La réflexologie pour soulager les troubles de la sexualité

– TROUBLES DE LA SEXUALITÉ, C’EST-À-DIRE ? –

Nous parlerons ici de la sexualité dans son ensemble. D’abord, quelle relation entretient-on avec nous-même ? Qu’il s’agisse de l’acceptation de soi, de son corps, de son épanouissement à travers le corps, on peut penser que plus d’apaisement quant à la relation que nous entretenons avec nous-même – et donc avec les autres – amènerait à une sexualité plus épanouie. Car les conflits émotionnels que nous maintenons avec notre propre personne – et donc avec notre corps – ne sont-ils pas les premières sources de déséquilibres, y compris d’ordre sexuel ?

Les personnes présentant des troubles de l’érection, une impuissance, une perte de libido, un manque de confiance (en elles et/ou envers les autres), voire même des problèmes de fertilité, ne sont-elles pas toutes sujettes, ou presque, à des conflits internes bien plus profonds ?

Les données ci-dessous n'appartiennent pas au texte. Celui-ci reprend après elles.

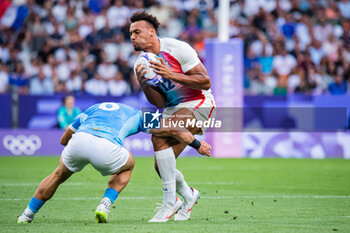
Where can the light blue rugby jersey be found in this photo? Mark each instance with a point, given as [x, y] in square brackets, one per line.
[112, 121]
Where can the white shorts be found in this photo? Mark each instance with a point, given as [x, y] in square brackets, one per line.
[203, 109]
[105, 156]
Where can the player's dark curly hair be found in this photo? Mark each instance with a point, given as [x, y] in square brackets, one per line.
[143, 15]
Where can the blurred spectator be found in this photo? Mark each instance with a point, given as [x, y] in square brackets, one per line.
[344, 7]
[4, 79]
[107, 70]
[68, 112]
[339, 86]
[283, 63]
[96, 86]
[19, 79]
[74, 83]
[41, 84]
[280, 38]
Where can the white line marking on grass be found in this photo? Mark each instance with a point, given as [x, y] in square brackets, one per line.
[36, 184]
[204, 197]
[94, 184]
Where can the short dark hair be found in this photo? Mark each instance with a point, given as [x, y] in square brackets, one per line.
[143, 15]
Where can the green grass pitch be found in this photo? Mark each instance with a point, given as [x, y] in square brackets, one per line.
[237, 195]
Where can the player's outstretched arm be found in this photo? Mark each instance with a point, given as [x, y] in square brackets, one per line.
[66, 136]
[196, 78]
[184, 136]
[153, 95]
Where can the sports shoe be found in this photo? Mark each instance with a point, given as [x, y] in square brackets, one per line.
[102, 210]
[184, 213]
[25, 218]
[165, 213]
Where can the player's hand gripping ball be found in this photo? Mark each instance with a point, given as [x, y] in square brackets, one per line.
[152, 77]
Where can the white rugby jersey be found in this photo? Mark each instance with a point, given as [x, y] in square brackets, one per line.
[180, 57]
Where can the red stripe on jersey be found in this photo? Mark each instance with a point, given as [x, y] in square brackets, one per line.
[173, 63]
[185, 93]
[211, 111]
[200, 104]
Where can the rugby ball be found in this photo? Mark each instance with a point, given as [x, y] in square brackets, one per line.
[153, 78]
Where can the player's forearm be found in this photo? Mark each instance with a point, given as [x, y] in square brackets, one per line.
[195, 81]
[182, 135]
[153, 96]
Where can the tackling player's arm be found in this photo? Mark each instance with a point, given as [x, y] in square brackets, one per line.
[184, 136]
[72, 128]
[153, 94]
[66, 136]
[196, 78]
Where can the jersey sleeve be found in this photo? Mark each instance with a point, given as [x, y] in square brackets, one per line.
[188, 57]
[77, 122]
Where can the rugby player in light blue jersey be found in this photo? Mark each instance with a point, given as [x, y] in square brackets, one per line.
[96, 137]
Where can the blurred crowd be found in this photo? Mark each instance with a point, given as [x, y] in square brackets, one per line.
[83, 46]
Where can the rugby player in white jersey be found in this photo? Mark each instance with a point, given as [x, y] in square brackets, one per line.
[185, 94]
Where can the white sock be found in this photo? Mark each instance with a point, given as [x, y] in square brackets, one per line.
[167, 165]
[29, 213]
[106, 202]
[182, 188]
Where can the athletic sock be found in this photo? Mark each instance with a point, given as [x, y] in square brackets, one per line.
[167, 165]
[182, 188]
[109, 197]
[35, 204]
[111, 193]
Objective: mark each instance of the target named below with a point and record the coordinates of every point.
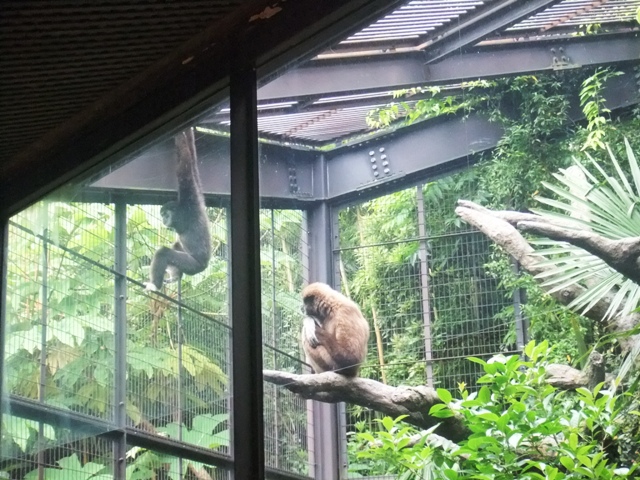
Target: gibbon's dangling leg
(334, 331)
(187, 216)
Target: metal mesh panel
(59, 297)
(144, 463)
(284, 272)
(178, 344)
(32, 450)
(418, 274)
(62, 316)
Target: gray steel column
(424, 285)
(4, 242)
(120, 338)
(521, 328)
(325, 415)
(246, 313)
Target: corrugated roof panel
(581, 12)
(58, 57)
(415, 19)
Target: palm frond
(588, 197)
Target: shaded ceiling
(58, 58)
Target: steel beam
(488, 21)
(408, 154)
(393, 72)
(4, 252)
(213, 159)
(246, 311)
(174, 90)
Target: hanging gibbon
(190, 254)
(334, 332)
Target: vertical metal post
(274, 336)
(341, 408)
(180, 402)
(424, 285)
(521, 330)
(44, 301)
(246, 313)
(120, 336)
(4, 252)
(326, 440)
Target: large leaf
(589, 197)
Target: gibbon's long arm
(309, 330)
(189, 186)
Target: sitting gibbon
(334, 332)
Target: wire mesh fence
(419, 276)
(62, 326)
(32, 450)
(284, 258)
(146, 463)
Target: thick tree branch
(500, 226)
(415, 402)
(393, 401)
(621, 255)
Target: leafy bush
(521, 428)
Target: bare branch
(499, 226)
(393, 401)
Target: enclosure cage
(102, 379)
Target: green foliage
(521, 428)
(594, 108)
(60, 346)
(591, 198)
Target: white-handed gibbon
(190, 254)
(334, 332)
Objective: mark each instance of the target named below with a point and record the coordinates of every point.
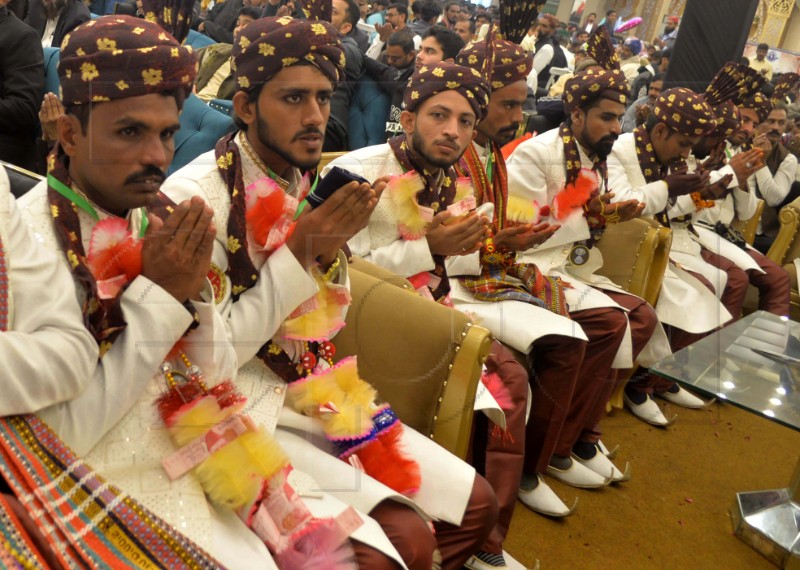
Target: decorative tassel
(522, 211)
(382, 459)
(339, 398)
(269, 214)
(402, 191)
(576, 195)
(322, 318)
(114, 253)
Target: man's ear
(408, 121)
(68, 129)
(244, 108)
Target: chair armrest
(750, 227)
(423, 358)
(629, 250)
(786, 247)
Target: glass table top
(753, 363)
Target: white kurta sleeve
(775, 188)
(283, 284)
(654, 195)
(47, 353)
(155, 322)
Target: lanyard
(304, 203)
(84, 204)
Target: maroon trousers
(774, 287)
(505, 450)
(736, 287)
(645, 382)
(569, 378)
(412, 537)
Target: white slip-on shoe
(683, 398)
(577, 475)
(611, 454)
(648, 412)
(602, 465)
(544, 501)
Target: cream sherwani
(514, 323)
(47, 354)
(536, 172)
(256, 317)
(679, 290)
(114, 424)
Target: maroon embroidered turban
(760, 104)
(510, 63)
(430, 80)
(116, 57)
(269, 45)
(591, 84)
(175, 16)
(685, 112)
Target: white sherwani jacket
(684, 301)
(254, 318)
(514, 323)
(47, 354)
(114, 424)
(536, 172)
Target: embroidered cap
(592, 84)
(269, 45)
(510, 63)
(116, 57)
(685, 112)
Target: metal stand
(769, 521)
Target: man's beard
(418, 144)
(601, 147)
(262, 131)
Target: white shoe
(683, 398)
(602, 465)
(648, 412)
(543, 500)
(577, 475)
(605, 451)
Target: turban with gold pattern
(430, 80)
(511, 62)
(685, 112)
(269, 45)
(116, 57)
(592, 84)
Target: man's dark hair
(250, 11)
(352, 15)
(429, 9)
(450, 42)
(401, 8)
(403, 38)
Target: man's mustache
(149, 172)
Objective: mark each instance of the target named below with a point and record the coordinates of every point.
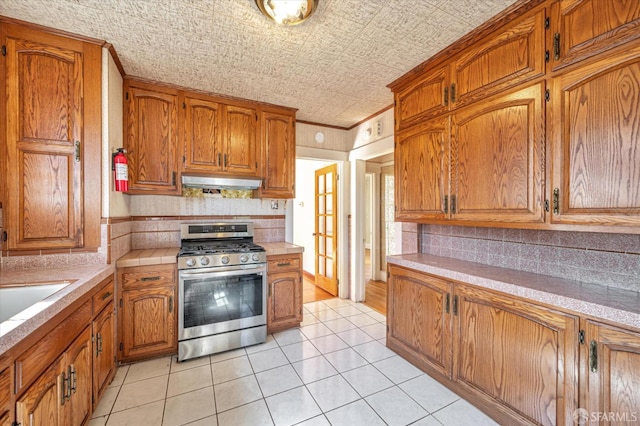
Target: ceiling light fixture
(287, 12)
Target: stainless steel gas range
(222, 289)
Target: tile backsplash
(612, 260)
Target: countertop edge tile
(598, 301)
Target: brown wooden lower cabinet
(520, 362)
(284, 298)
(147, 311)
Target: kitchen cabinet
(52, 140)
(151, 138)
(418, 318)
(278, 153)
(62, 394)
(147, 318)
(219, 138)
(508, 57)
(583, 29)
(284, 299)
(612, 367)
(595, 168)
(485, 345)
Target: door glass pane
(329, 273)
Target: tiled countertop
(617, 305)
(83, 280)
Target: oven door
(222, 299)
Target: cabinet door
(151, 138)
(512, 56)
(48, 142)
(596, 149)
(203, 135)
(240, 154)
(148, 321)
(279, 155)
(518, 354)
(103, 351)
(426, 97)
(285, 301)
(584, 28)
(78, 367)
(41, 403)
(497, 159)
(419, 319)
(612, 357)
(421, 161)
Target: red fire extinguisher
(120, 170)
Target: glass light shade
(287, 12)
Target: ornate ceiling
(334, 68)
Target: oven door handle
(223, 271)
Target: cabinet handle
(150, 278)
(77, 151)
(556, 46)
(593, 356)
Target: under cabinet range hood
(210, 182)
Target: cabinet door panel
(421, 160)
(519, 354)
(613, 379)
(596, 161)
(148, 321)
(151, 139)
(203, 133)
(589, 27)
(509, 58)
(427, 97)
(44, 176)
(419, 319)
(240, 152)
(497, 156)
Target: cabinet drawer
(148, 276)
(277, 264)
(103, 296)
(35, 360)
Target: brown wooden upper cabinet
(219, 138)
(51, 158)
(278, 154)
(510, 56)
(151, 137)
(582, 29)
(596, 148)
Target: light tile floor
(333, 370)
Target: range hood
(211, 182)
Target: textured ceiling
(334, 67)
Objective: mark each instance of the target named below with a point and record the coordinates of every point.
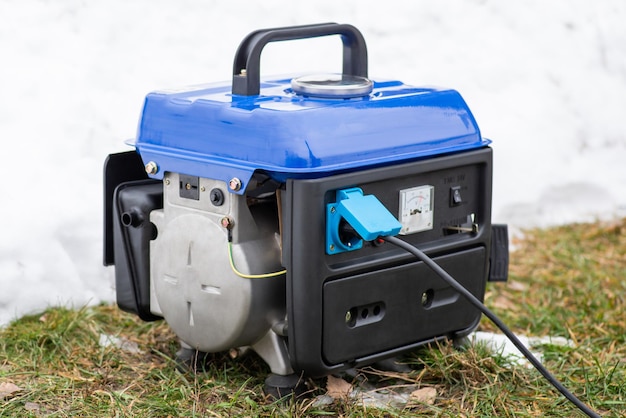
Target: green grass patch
(568, 281)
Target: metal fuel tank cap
(332, 86)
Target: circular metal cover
(333, 86)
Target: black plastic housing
(401, 302)
(132, 233)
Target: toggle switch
(455, 196)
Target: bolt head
(234, 184)
(151, 167)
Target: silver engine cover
(193, 286)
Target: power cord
(478, 304)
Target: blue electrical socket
(365, 214)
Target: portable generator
(252, 214)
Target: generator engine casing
(237, 217)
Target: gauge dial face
(416, 209)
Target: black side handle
(246, 68)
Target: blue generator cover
(207, 131)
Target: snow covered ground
(545, 80)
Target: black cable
(477, 303)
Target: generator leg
(190, 359)
(279, 386)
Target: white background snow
(545, 80)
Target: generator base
(279, 387)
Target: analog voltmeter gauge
(416, 209)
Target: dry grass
(568, 281)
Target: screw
(151, 168)
(234, 184)
(348, 317)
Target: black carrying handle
(246, 68)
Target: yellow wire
(249, 276)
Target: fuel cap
(332, 86)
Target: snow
(545, 80)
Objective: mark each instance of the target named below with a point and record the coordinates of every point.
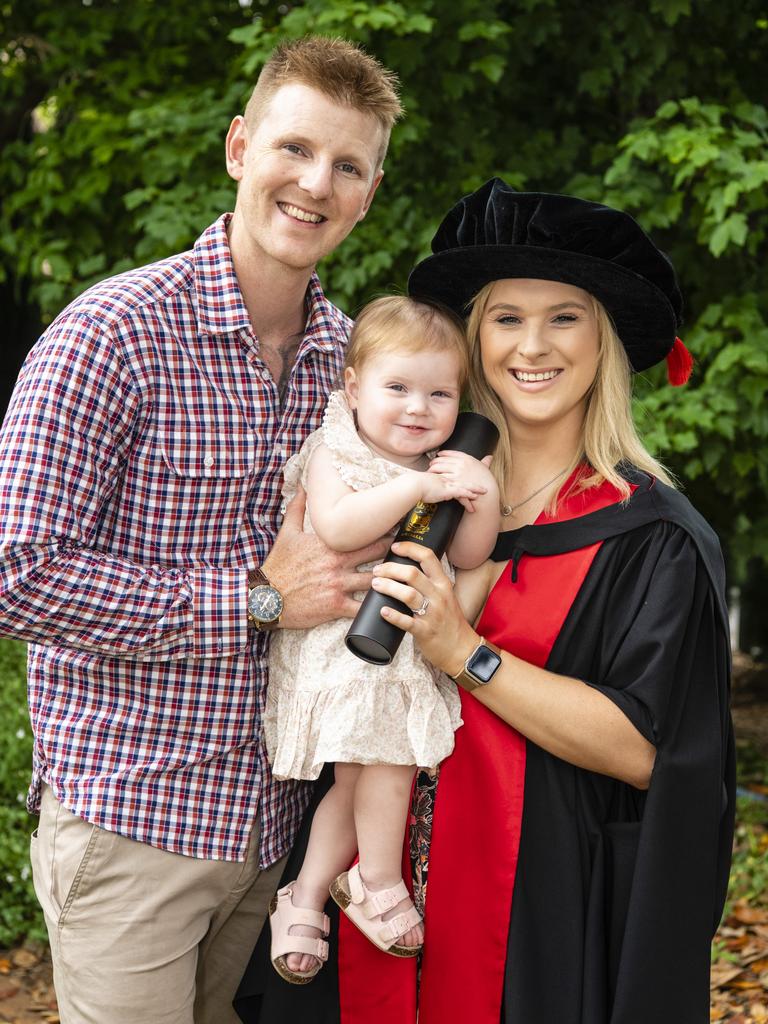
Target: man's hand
(316, 583)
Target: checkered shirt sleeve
(140, 471)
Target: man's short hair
(336, 68)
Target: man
(140, 470)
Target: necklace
(509, 509)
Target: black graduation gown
(617, 892)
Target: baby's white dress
(323, 702)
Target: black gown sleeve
(630, 886)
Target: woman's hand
(444, 636)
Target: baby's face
(407, 402)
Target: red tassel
(679, 364)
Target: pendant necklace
(509, 509)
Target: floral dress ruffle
(323, 702)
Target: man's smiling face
(307, 173)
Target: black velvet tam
(497, 232)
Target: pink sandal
(365, 909)
(283, 915)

Le système reproducteur permet à l’être humain de se reproduire. Mais il incarne aussi, par extension, notre capacité à créer dans le monde matériel. Il est également lié avec le plaisir et la jouissance de la vie. Les troubles du système génital se conjuguent ainsi généralement avec la difficulté à créer ou à profiter dans la vie.

Ici, l’idée est de trouver des moyens de soulager ceux qui viennent me voir dans un souci de régler des troubles d’ordre sexuel, qu’il s’agisse de problèmes en rapport avec leur libido ou de troubles dus à leur difficulté à procréer.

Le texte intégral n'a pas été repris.